平成27年2月14日に『信州おもてなし大賞』の表彰式が行われました。

表彰式の写真

  • おもてなし大賞(知事賞):2人
  • 奨励賞:3団体

大賞

C.W.ニコル氏

自然に親しみ、ふれあうおもてなしの実践

 豊かな自然や美しい景観を守り続けることこそが、信州のおもてなしの原点であることを、ニコルさんは自らの息の長い取り組みを通じて、私たち長野県民に教えてくれています。
 ニコル氏は信濃町に来て34年。本来の里山機能を復活させ、健康的な森にするために、放置された信濃町の里山30haを手入れしてきた。ニコル氏の思いは「小さくても一生懸命やっていると意味のあることになる。」というもの。県土の約8割を占める森林を守ることがいかに重要か、全国に発信している。また、自ら手入れを施した森に、お招きした方々がくつろぎ、楽しみながら自然への理解を高めていただけるよう「森と人とを繋ぐ」フィールドワークを実施している。心身に障害や傷を持った子どもたちも招いており、参加者からは「明るく前向きになった」「満たされた」「子どもの晴れやかな表情をみることができてうれしかった」などの感想が寄せられている。

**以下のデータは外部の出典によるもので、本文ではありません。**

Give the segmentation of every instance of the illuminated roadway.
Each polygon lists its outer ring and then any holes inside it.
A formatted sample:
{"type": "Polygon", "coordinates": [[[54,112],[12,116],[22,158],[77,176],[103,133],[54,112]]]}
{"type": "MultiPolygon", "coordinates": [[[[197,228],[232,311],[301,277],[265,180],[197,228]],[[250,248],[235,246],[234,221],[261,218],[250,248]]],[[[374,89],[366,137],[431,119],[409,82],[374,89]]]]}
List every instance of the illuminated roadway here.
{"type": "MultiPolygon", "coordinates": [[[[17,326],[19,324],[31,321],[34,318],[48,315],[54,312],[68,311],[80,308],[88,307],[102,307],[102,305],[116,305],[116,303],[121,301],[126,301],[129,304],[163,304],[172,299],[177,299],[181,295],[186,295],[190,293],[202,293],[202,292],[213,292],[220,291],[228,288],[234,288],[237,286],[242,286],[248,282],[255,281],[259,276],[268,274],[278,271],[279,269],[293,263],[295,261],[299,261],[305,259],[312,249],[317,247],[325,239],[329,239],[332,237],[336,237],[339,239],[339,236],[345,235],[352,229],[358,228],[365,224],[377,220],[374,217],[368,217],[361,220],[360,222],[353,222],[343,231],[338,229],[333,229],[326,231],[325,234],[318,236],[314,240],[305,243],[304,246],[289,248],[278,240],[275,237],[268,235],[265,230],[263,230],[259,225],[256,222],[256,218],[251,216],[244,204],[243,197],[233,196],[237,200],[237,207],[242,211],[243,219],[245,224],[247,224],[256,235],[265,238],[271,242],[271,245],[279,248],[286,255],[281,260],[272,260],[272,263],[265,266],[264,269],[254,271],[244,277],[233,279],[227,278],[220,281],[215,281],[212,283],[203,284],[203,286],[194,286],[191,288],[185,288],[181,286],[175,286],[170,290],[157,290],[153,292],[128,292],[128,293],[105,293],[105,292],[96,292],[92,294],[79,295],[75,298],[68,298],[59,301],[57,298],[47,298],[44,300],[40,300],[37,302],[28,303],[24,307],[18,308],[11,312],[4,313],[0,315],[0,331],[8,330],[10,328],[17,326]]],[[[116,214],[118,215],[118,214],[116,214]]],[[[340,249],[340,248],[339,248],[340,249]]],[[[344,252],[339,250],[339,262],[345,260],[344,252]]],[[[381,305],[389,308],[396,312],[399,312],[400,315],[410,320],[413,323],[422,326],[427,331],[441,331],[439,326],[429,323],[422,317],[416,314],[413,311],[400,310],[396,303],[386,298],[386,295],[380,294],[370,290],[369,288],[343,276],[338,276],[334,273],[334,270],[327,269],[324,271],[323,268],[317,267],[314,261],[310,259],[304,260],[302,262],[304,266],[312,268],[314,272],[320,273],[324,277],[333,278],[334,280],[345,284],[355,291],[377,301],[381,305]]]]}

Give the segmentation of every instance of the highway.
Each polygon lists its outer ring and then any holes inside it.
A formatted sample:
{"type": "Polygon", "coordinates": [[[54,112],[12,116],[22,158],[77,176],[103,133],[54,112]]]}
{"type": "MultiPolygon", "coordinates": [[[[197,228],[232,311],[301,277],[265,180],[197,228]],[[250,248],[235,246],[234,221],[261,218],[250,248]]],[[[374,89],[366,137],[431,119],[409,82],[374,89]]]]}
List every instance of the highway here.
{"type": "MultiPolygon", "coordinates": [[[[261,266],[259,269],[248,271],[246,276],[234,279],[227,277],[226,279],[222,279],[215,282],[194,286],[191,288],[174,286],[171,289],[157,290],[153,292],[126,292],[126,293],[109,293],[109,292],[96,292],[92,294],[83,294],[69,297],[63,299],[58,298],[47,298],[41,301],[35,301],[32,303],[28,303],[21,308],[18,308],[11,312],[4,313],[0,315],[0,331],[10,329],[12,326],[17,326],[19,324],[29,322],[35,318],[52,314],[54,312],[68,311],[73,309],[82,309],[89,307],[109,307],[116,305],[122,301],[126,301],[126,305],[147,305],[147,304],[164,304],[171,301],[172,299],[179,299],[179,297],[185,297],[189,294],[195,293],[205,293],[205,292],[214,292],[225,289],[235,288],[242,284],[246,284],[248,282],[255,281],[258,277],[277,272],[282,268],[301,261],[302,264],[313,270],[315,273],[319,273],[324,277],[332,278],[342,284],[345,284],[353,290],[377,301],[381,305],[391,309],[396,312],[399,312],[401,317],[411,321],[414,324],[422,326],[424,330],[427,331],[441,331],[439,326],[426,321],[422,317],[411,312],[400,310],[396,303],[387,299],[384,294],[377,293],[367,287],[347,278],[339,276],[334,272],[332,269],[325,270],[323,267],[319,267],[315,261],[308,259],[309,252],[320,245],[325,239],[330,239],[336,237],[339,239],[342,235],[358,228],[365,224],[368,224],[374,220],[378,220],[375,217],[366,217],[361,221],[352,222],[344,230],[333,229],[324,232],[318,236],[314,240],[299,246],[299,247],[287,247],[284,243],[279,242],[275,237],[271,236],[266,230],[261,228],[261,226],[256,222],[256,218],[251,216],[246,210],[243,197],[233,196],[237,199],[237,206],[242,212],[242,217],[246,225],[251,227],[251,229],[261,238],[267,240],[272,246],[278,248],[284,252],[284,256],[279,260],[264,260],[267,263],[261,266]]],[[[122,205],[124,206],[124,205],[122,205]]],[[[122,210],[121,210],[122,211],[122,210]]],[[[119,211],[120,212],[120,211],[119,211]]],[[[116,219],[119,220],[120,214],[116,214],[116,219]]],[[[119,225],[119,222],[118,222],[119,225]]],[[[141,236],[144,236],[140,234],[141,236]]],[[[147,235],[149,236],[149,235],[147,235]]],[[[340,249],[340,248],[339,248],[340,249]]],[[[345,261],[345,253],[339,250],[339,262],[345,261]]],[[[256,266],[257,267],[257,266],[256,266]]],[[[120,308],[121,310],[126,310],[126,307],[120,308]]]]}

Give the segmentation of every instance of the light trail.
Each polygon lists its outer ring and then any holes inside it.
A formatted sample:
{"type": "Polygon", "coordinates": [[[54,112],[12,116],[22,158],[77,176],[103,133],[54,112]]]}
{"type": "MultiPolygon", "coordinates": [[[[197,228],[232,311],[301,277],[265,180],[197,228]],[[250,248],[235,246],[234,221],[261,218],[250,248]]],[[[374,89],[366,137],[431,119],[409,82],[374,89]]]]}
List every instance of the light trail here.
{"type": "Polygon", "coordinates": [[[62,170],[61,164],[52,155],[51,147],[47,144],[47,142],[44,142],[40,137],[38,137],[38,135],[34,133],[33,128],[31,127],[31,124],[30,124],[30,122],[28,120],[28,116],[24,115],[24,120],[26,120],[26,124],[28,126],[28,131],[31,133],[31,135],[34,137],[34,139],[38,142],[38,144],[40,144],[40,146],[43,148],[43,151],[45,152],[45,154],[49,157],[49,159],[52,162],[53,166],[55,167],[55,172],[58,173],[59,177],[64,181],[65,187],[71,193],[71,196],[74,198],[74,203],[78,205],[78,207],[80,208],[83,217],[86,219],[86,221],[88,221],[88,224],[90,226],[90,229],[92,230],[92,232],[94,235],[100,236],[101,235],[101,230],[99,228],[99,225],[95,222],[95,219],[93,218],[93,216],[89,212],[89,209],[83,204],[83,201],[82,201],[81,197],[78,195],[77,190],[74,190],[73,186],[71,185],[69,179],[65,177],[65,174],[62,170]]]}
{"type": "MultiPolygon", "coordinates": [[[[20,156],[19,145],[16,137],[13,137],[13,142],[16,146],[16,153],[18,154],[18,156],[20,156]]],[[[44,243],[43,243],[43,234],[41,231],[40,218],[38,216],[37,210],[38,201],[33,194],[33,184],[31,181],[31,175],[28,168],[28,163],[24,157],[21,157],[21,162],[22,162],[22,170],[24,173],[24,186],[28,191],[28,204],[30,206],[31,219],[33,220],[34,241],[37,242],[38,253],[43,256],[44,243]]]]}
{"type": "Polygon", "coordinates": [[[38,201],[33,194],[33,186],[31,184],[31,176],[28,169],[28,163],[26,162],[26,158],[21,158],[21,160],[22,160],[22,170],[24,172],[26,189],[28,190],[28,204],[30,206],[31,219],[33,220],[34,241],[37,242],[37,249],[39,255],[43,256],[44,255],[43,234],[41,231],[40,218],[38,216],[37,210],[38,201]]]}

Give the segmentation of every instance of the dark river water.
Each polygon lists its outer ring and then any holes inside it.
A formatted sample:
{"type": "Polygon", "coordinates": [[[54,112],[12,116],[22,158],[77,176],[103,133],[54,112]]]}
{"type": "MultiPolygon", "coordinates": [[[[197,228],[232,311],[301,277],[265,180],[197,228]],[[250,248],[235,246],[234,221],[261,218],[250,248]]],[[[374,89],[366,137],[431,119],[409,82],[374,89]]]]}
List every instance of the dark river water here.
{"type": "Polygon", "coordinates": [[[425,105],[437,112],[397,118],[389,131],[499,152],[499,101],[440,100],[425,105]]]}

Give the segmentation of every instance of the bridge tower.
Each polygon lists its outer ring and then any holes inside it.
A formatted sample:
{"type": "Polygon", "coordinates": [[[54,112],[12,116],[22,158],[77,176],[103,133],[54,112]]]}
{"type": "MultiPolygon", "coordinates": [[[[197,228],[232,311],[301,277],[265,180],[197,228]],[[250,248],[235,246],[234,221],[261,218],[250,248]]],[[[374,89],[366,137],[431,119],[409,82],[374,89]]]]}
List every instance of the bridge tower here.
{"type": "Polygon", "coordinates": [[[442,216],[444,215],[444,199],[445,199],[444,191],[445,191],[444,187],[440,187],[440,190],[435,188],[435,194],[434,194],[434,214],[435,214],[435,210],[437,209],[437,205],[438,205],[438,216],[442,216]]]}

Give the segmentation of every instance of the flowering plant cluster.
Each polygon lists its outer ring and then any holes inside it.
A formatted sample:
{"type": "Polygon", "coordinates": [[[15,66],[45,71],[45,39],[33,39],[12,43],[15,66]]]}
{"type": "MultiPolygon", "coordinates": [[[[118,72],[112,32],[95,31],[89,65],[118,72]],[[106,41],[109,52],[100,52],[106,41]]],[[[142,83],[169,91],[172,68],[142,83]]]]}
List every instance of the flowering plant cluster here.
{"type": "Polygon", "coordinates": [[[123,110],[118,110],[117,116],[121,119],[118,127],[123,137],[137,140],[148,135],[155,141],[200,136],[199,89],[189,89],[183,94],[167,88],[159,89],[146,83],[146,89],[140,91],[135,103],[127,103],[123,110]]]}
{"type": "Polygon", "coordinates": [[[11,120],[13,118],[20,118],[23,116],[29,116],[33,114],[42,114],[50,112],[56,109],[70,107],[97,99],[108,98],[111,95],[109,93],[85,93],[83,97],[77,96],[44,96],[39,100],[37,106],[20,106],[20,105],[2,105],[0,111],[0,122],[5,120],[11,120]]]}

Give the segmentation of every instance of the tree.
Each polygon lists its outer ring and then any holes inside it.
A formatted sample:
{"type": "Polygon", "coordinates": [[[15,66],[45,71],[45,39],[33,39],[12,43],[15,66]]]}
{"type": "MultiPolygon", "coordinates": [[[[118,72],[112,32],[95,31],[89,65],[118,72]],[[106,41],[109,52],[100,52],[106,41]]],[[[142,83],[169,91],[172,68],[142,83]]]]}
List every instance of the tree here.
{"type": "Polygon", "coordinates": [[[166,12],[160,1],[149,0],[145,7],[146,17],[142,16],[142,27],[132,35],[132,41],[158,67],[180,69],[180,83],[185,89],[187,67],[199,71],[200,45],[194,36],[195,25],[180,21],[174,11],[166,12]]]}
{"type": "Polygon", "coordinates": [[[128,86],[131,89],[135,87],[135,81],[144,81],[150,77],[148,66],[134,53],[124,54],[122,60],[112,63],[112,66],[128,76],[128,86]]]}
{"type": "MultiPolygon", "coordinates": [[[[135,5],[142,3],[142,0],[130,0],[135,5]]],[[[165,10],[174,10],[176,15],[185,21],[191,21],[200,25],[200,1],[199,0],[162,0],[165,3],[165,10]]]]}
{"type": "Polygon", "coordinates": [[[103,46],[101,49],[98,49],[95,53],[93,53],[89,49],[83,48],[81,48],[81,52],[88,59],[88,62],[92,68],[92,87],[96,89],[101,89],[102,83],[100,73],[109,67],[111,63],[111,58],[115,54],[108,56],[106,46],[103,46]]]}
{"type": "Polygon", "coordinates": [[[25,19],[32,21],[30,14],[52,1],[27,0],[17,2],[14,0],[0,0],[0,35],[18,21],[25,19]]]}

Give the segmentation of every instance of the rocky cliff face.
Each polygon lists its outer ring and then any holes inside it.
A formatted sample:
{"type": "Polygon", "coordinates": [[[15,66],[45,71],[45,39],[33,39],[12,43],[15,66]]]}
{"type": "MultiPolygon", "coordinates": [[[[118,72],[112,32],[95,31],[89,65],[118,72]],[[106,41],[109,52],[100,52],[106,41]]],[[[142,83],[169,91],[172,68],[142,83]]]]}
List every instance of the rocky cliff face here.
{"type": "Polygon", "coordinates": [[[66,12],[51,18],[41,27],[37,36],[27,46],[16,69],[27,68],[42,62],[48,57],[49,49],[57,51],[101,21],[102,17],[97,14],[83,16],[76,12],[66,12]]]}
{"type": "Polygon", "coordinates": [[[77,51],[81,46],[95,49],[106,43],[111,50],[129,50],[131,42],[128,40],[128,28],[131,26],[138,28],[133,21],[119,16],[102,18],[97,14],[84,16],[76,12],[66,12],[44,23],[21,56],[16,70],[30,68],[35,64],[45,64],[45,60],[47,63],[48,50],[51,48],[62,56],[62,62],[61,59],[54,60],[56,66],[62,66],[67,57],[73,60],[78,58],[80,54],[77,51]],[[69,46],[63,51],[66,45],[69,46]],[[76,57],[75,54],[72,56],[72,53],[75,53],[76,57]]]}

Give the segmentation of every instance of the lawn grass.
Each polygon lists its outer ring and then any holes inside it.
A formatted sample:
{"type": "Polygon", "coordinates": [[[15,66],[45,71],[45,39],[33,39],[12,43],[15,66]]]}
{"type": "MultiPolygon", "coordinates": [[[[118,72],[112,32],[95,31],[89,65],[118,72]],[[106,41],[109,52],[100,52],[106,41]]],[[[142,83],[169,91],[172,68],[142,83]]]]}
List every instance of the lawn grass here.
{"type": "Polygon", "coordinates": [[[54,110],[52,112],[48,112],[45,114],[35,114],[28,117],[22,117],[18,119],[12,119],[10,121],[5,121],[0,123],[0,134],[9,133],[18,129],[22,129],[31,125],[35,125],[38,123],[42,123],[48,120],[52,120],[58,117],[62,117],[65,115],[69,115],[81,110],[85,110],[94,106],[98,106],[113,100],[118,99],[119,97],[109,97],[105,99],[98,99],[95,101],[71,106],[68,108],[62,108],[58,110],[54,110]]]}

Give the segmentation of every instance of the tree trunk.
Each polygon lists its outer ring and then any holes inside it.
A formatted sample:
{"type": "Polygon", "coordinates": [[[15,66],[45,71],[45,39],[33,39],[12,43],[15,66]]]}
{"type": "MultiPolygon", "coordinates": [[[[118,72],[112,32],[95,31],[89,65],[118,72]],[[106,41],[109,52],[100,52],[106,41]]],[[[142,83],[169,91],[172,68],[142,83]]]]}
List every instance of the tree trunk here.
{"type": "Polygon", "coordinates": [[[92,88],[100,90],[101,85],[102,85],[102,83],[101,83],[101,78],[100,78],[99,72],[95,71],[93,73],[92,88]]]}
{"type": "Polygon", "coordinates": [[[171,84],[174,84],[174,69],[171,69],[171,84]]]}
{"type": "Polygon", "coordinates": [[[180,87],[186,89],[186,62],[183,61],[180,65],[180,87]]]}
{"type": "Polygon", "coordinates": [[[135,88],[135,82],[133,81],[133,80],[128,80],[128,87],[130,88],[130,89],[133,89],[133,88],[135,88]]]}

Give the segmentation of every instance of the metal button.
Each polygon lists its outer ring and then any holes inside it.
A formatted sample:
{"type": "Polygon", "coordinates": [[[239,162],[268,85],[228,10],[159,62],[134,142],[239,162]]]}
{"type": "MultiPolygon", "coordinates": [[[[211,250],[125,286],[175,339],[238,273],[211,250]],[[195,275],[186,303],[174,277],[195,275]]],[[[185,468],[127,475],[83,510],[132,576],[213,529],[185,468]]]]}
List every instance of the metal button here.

 さらに、東日本大震災の被災地の方々200人以上を森に招待するとともに、東北に出向き、子どもたちに「森は甦る」ということを一生懸命伝えている。そして、現在、東松島市と連携し、公立の森の学校づくりも行っている。

 信州の「森」を通じ、訪れた全ての人に感動と癒しを提供する、息の長い取組みはまさに「おもてなし」の本質に迫るものである。

C.W.ニコル氏

タイラー リンチ氏

国内外に信州の魅力を積極的に発信

 タイラー氏は、今から9年前、戸倉上山田温泉にある旅館の後を継ぐため、同旅館の娘である妻と共にアメリカから日本に移り、若旦那として働いている。

 各部屋のお茶請けは、タイラー氏の母のレシピによる手作りクッキー。そこに信州らしさが出せるようにそば粉を入れるなどして工夫を凝らすなど、長野県の良いところを生かし、アメリカ的な所も取り入れている。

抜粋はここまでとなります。